On my most recent visit to Mexico City, I arrived in the late afternoon on a Sunday, and after checking in to my hotel in Centro Historico, I hit the streets to explore the neighborhood. Upon hitting the streets, my senses were completely assaulted by the throngs of people out for a Sunday stroll. It was as if all 22 million residents of the city were walking along the same sidewalks.

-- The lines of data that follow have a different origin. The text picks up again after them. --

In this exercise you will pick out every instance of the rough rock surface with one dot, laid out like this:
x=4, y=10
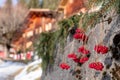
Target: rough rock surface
x=102, y=33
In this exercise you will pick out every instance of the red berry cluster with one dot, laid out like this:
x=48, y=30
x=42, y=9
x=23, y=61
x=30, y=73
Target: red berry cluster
x=64, y=66
x=83, y=59
x=80, y=35
x=101, y=49
x=96, y=66
x=72, y=56
x=83, y=50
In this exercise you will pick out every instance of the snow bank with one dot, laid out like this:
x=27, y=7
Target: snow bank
x=9, y=68
x=32, y=71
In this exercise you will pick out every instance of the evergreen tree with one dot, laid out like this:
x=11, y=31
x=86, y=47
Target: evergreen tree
x=22, y=2
x=33, y=4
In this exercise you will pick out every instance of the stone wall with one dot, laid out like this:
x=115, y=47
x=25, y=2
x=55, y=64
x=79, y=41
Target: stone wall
x=103, y=33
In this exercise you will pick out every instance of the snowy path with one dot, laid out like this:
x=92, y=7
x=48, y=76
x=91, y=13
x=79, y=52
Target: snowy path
x=32, y=71
x=8, y=68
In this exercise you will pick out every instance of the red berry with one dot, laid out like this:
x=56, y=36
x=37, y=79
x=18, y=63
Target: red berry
x=84, y=59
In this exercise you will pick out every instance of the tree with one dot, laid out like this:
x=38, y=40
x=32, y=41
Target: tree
x=10, y=20
x=34, y=4
x=51, y=4
x=22, y=3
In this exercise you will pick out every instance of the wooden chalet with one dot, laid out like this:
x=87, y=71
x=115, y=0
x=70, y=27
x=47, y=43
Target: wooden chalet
x=37, y=21
x=71, y=7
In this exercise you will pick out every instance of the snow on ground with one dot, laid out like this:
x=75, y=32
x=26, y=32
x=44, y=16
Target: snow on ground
x=8, y=68
x=32, y=71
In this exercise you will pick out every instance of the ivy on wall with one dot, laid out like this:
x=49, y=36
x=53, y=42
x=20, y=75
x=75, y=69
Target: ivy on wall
x=47, y=42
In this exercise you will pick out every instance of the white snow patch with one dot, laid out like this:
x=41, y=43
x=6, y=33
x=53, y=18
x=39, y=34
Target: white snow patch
x=35, y=71
x=9, y=68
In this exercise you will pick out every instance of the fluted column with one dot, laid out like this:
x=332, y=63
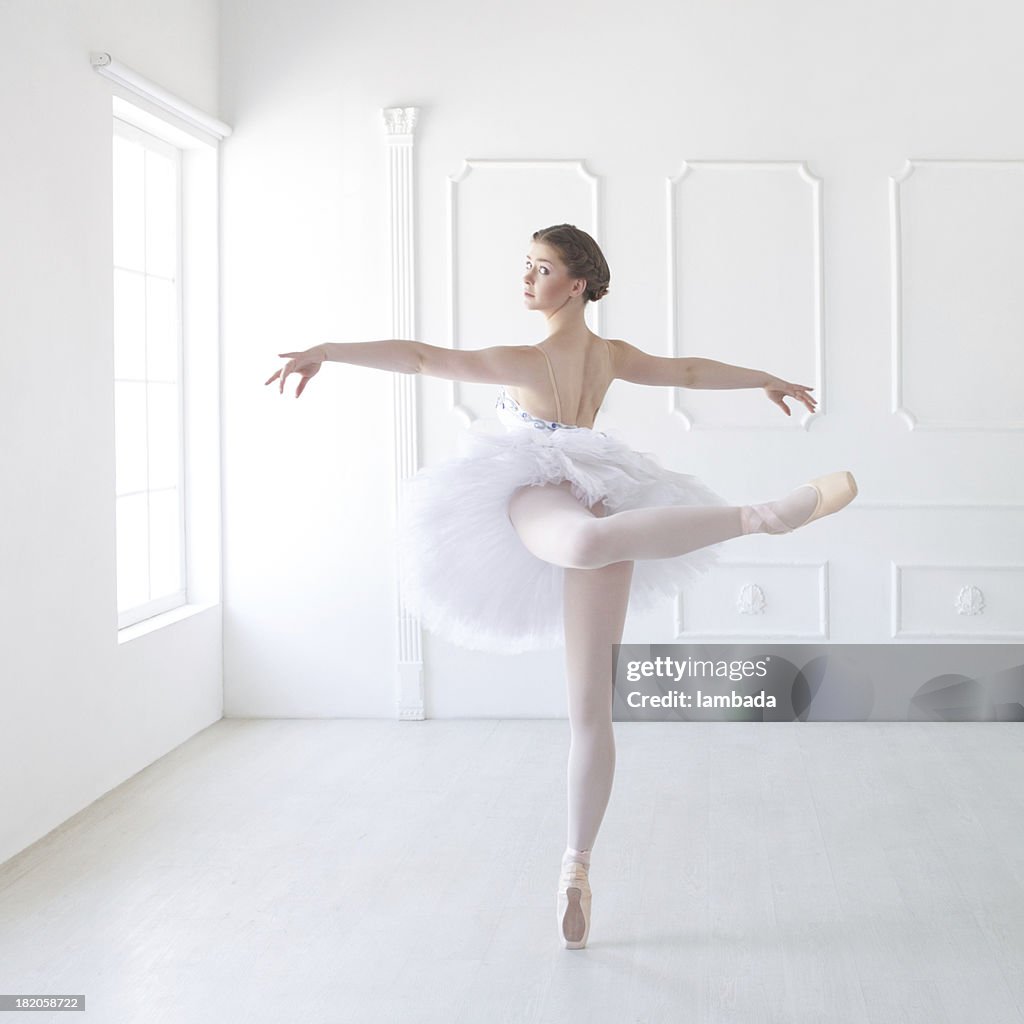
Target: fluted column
x=399, y=123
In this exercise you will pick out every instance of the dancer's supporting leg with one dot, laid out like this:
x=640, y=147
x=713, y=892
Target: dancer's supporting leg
x=557, y=527
x=595, y=603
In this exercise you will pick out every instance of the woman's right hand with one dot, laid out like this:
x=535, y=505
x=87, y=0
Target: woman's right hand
x=305, y=364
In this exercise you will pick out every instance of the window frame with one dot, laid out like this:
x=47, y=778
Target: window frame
x=169, y=601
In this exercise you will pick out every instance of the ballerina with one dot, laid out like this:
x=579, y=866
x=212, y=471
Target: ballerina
x=548, y=531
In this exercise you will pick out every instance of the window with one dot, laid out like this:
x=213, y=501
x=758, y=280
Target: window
x=152, y=573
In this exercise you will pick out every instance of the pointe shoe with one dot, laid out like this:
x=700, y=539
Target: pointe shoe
x=835, y=492
x=573, y=905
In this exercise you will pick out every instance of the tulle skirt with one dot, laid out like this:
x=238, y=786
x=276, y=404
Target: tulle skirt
x=469, y=579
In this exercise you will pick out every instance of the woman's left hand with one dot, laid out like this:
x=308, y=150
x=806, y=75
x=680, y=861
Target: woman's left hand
x=777, y=388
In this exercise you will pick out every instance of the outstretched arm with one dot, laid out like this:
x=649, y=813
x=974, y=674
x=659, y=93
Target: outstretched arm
x=498, y=365
x=641, y=368
x=518, y=365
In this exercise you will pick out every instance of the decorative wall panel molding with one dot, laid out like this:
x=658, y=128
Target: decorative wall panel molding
x=783, y=600
x=942, y=601
x=755, y=282
x=957, y=306
x=494, y=207
x=399, y=123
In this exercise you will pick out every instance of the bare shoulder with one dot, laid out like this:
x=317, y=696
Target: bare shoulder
x=517, y=365
x=634, y=365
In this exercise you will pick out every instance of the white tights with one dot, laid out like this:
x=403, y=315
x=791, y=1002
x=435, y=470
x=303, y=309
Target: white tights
x=597, y=552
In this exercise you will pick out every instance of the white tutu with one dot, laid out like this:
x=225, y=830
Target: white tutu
x=466, y=574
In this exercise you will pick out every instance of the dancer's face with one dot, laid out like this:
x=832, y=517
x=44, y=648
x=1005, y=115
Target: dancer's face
x=546, y=281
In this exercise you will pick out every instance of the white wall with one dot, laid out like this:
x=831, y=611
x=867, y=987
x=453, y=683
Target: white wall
x=634, y=90
x=80, y=714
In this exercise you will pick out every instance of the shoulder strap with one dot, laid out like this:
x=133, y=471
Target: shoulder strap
x=554, y=387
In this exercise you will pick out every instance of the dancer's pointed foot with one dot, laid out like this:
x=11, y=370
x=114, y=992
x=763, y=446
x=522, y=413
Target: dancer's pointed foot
x=573, y=905
x=821, y=497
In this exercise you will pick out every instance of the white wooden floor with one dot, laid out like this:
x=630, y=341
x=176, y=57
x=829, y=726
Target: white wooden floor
x=383, y=871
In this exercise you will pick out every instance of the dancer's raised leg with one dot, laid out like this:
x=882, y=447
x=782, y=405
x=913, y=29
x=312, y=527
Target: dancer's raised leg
x=557, y=527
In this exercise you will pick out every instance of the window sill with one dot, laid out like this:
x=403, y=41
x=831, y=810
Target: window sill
x=163, y=620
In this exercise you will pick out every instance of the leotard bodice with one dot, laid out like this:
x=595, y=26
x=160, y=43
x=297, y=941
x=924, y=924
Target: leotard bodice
x=513, y=415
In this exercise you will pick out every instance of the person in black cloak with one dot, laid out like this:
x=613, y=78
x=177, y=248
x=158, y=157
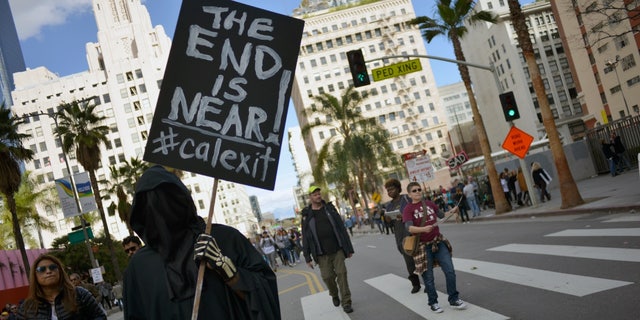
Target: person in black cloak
x=160, y=280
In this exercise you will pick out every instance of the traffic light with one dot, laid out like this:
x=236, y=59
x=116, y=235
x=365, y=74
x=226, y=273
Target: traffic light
x=358, y=68
x=509, y=106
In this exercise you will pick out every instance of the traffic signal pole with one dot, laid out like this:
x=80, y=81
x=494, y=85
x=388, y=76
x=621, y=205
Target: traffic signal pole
x=525, y=170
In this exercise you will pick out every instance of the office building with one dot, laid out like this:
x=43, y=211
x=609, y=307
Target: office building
x=407, y=106
x=602, y=42
x=11, y=59
x=126, y=67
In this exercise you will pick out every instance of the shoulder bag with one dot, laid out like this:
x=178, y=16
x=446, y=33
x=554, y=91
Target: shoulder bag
x=411, y=242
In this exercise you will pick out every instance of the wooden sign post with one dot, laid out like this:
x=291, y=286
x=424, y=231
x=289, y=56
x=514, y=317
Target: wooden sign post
x=224, y=98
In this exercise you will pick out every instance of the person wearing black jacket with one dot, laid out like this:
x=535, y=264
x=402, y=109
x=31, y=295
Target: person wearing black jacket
x=612, y=157
x=160, y=280
x=325, y=240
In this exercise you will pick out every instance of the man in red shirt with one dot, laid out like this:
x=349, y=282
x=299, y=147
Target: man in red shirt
x=433, y=246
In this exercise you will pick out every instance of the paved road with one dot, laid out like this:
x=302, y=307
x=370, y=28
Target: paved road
x=591, y=257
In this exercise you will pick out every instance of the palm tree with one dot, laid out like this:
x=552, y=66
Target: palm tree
x=11, y=154
x=80, y=130
x=352, y=127
x=450, y=22
x=568, y=188
x=122, y=183
x=26, y=199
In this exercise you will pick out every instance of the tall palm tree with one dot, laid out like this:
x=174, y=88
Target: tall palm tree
x=450, y=22
x=26, y=198
x=568, y=188
x=80, y=130
x=122, y=183
x=11, y=154
x=356, y=131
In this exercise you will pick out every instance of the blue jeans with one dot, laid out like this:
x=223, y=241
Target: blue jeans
x=444, y=258
x=473, y=205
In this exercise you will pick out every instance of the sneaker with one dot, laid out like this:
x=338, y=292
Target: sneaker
x=458, y=304
x=436, y=308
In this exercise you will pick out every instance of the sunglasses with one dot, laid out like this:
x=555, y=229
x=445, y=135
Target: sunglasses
x=43, y=269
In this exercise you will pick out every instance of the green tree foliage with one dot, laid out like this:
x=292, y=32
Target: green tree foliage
x=450, y=20
x=81, y=130
x=12, y=152
x=27, y=197
x=122, y=184
x=76, y=257
x=359, y=152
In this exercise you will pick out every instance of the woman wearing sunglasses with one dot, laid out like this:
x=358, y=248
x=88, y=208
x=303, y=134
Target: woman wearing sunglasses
x=53, y=296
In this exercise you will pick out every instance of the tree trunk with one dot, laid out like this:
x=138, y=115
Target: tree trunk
x=499, y=199
x=17, y=233
x=568, y=188
x=96, y=193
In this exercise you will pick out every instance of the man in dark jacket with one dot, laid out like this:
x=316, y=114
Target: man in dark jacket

I squeezed my way slowly through the crowds to my first destination, the legendary Pulqueria Las Duelistas. In Mexico, the pulqueria is truly an egalitarian establishment. Professionals sit elbow to elbow with laborers and students, all joyously imbibing the pulque, a fresh-fermented agave brew with similar alcohol content to beer. While I chatted with an American ex-pat English teacher from Atlanta and one of her students, to my left sat a young couple speaking sign language, and to my right was a kid with a mohawk sporting a t-shirt that read “Legalize Gay”. Amazing pre-Colombian inspired graffiti covered the walls and ceiling, and the frosty mugs flowed freely as Creedence’s version of “I Heard it Through the Grapevine” pulsed on the jukebox.
After several mugs were downed, and a good buzz was rolling, I hit the streets for a bite to eat and stumbled upon an incredible sight: the front window display of Taqueria Tlaquepaque. This Jalisco-style restaurant is a carnitas palace, offering carnitas from every part of the pig. I chose tacos featuring meat from the mountainous pile of pig snouts, or “trompas”. I ate these rich, porky tacos with a smoky red salsa that was truly memorable.
Tonight we will debut on the menu Tacos de Trompas, with a smoky arbol chile salsa, and pickled onions. Now if only we could find some fresh pulque???